When I tell people how bad TV watching is, I often am told about how many good TV shows there are. It’s true. But that makes the problem worse. There is a lot of good material being aired, but that doesn’t make TV watching good for you. Watching the boob tube is a very inefficient way of learning, is mind numbing, and is a drain on your energy. And that’s true regardless of what you watch. Television is inefficient. I’ve been watching, while stairclimbing, a BBC series on wine. It’s very enjoyable and seems instructive. But since I make notes directly after watching each program, I get to see just how informative it really is. It’s amazing.
A half-hour segment might — might — give me three bits of useful information. It doesn’t feel that cheap when I’m watching it, but that’s because so much of what I’m viewing — the interesting scenic shots, the gripping little conversations — is illustrative but not instructive.

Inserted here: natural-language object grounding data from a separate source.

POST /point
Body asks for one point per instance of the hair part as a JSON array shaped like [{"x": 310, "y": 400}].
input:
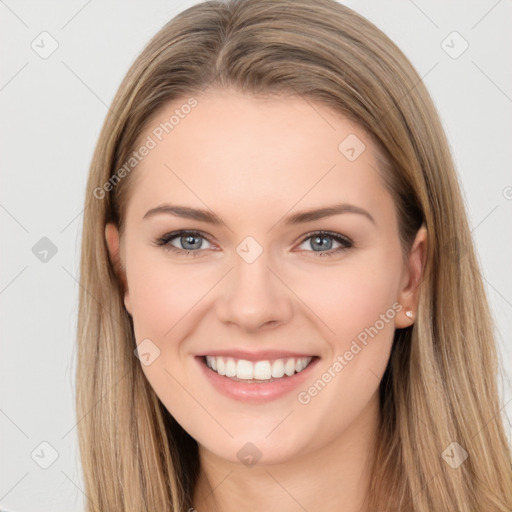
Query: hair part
[{"x": 440, "y": 384}]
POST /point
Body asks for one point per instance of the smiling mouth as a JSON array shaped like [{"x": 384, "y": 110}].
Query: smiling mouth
[{"x": 242, "y": 370}]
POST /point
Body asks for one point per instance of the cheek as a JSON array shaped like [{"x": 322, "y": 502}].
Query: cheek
[{"x": 161, "y": 294}]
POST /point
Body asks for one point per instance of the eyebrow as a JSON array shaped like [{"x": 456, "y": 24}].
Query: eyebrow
[{"x": 297, "y": 218}]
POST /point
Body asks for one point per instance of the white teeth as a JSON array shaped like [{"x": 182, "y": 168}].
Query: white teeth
[{"x": 260, "y": 370}]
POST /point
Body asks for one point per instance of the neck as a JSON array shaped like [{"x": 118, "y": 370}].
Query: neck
[{"x": 333, "y": 478}]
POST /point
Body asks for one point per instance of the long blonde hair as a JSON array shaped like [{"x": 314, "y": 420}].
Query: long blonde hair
[{"x": 440, "y": 385}]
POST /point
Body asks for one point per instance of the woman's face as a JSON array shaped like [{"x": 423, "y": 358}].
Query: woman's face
[{"x": 253, "y": 285}]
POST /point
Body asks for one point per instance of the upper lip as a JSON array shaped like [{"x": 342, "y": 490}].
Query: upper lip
[{"x": 261, "y": 355}]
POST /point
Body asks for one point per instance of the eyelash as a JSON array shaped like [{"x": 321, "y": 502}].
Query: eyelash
[{"x": 164, "y": 242}]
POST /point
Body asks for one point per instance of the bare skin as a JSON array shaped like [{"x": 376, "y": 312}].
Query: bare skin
[{"x": 253, "y": 162}]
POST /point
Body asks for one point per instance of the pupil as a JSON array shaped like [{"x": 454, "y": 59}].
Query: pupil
[
  {"x": 189, "y": 239},
  {"x": 319, "y": 239}
]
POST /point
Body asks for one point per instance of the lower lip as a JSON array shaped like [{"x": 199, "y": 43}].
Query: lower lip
[{"x": 256, "y": 392}]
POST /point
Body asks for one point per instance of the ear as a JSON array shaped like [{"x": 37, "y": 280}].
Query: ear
[
  {"x": 412, "y": 276},
  {"x": 113, "y": 244}
]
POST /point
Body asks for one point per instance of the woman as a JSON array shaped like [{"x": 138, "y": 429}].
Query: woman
[{"x": 280, "y": 300}]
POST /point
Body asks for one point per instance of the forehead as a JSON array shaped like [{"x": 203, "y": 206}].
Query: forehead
[{"x": 226, "y": 148}]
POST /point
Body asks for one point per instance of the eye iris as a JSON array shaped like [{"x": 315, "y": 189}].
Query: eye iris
[
  {"x": 190, "y": 239},
  {"x": 319, "y": 240}
]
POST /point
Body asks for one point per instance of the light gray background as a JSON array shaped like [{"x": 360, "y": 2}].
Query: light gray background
[{"x": 51, "y": 113}]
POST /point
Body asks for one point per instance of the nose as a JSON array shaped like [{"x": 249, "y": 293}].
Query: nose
[{"x": 254, "y": 296}]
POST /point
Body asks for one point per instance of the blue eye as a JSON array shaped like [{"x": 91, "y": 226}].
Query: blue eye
[
  {"x": 321, "y": 243},
  {"x": 324, "y": 240},
  {"x": 190, "y": 242}
]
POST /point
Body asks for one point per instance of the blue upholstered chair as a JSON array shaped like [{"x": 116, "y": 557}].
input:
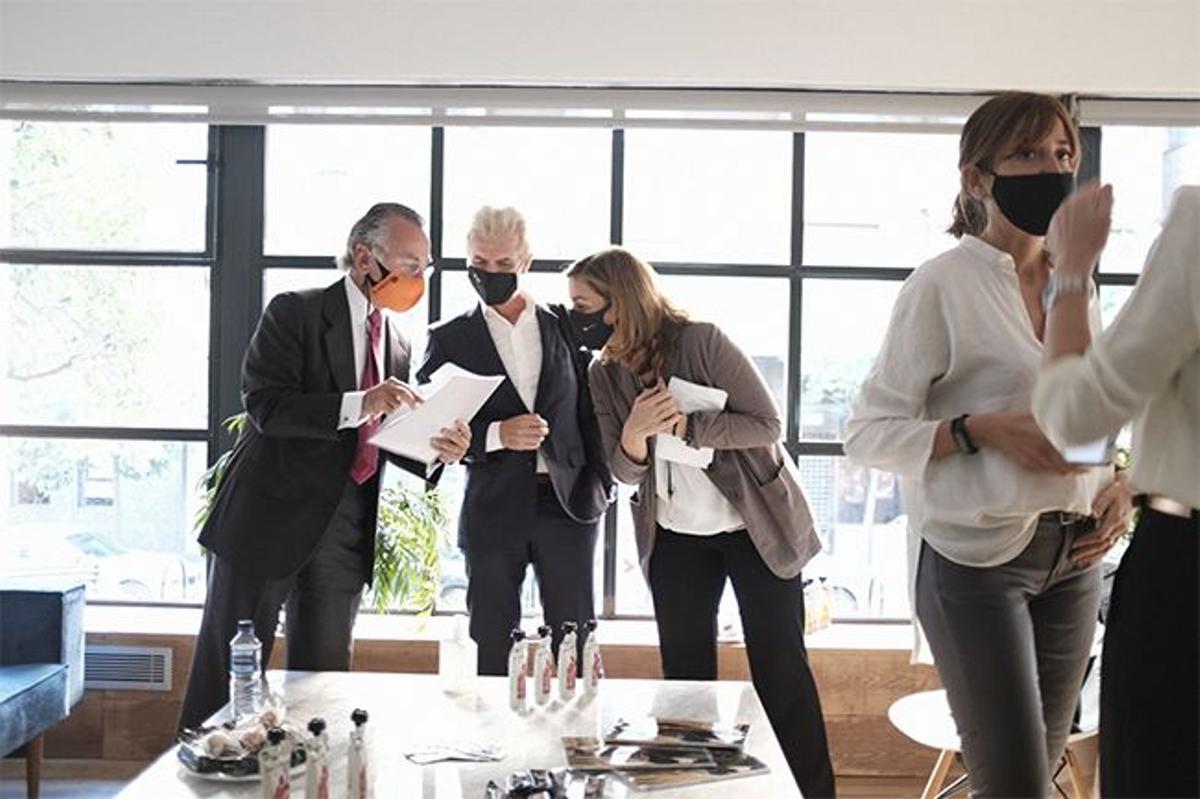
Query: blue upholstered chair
[{"x": 41, "y": 667}]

I haven’t seen studies on watching TV as compared to reading, but I’ll bet you can learn four to 10 times more in a half-hour of reading than you can watching television. An article that appeared in a recent issue of Scientific American (“Television Addiction”) corroborated this point.

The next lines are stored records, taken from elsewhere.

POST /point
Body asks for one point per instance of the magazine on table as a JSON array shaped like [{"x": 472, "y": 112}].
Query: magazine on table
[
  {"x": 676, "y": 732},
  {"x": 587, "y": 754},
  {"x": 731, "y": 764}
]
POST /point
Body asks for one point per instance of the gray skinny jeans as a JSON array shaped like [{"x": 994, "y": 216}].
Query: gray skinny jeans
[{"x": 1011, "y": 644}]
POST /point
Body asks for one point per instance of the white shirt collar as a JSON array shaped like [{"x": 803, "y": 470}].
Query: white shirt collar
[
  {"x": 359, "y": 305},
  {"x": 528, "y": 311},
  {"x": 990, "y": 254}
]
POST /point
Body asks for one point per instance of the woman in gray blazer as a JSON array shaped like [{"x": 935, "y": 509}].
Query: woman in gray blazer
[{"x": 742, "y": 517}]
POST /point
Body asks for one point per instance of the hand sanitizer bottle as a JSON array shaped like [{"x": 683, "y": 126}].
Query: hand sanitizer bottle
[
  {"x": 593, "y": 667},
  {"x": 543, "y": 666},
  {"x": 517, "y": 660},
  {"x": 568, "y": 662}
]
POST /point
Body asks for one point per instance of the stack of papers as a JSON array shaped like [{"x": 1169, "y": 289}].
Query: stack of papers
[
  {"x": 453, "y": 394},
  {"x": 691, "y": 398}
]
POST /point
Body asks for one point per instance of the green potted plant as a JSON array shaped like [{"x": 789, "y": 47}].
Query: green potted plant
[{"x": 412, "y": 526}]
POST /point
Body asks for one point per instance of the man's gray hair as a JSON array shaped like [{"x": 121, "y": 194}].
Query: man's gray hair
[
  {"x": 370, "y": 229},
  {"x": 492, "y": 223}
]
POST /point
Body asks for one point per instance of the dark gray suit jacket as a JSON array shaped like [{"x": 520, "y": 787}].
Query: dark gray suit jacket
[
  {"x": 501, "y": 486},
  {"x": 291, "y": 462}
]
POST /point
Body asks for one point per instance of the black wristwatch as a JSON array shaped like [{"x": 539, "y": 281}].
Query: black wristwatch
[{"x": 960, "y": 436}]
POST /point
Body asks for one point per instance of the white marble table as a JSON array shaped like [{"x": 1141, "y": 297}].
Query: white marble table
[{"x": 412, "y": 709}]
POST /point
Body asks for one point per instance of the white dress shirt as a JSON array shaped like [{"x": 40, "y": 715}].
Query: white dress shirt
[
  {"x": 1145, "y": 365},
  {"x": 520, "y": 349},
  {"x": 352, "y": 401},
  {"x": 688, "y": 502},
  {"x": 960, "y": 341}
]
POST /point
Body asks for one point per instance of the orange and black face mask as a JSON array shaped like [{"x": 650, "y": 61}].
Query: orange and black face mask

In one of the studies reported on, TV watchers showed less mental stimulation (as measured by alpha brain-wave production) during viewing than during reading. Worse, although TV watchers felt relaxed while watching, that feeling ended when the set was turned off, but “the feelings of passivity and lower alertness continued.” It turns out that the TV habit is much closer to drug and alcohol addiction than it is to reading or playing chess or fishing.
Like taking drugs, using television as a tranquilizer becomes more habit-forming the more you do it — and, at the same time, it becomes less satisfying. Television is unsatisfying — more so if you watch a lot of it. When asked about how much they liked television, those who watch more than the national average (four hours a day — can you believe that!) were much less happy with it than those who watched less than two hours a day.
More important to our point — viewers who watch a lot of television reported “feeling significantly more anxious and less happy” than light viewers in unstructured situations, such as doing nothing, daydreaming, or waiting in line. Heavy viewers are also more easily bored and distracted and have poorer attention control. For reasons I won’t go into here (it’s all about flickering images), being hooked on the computer is just as bad.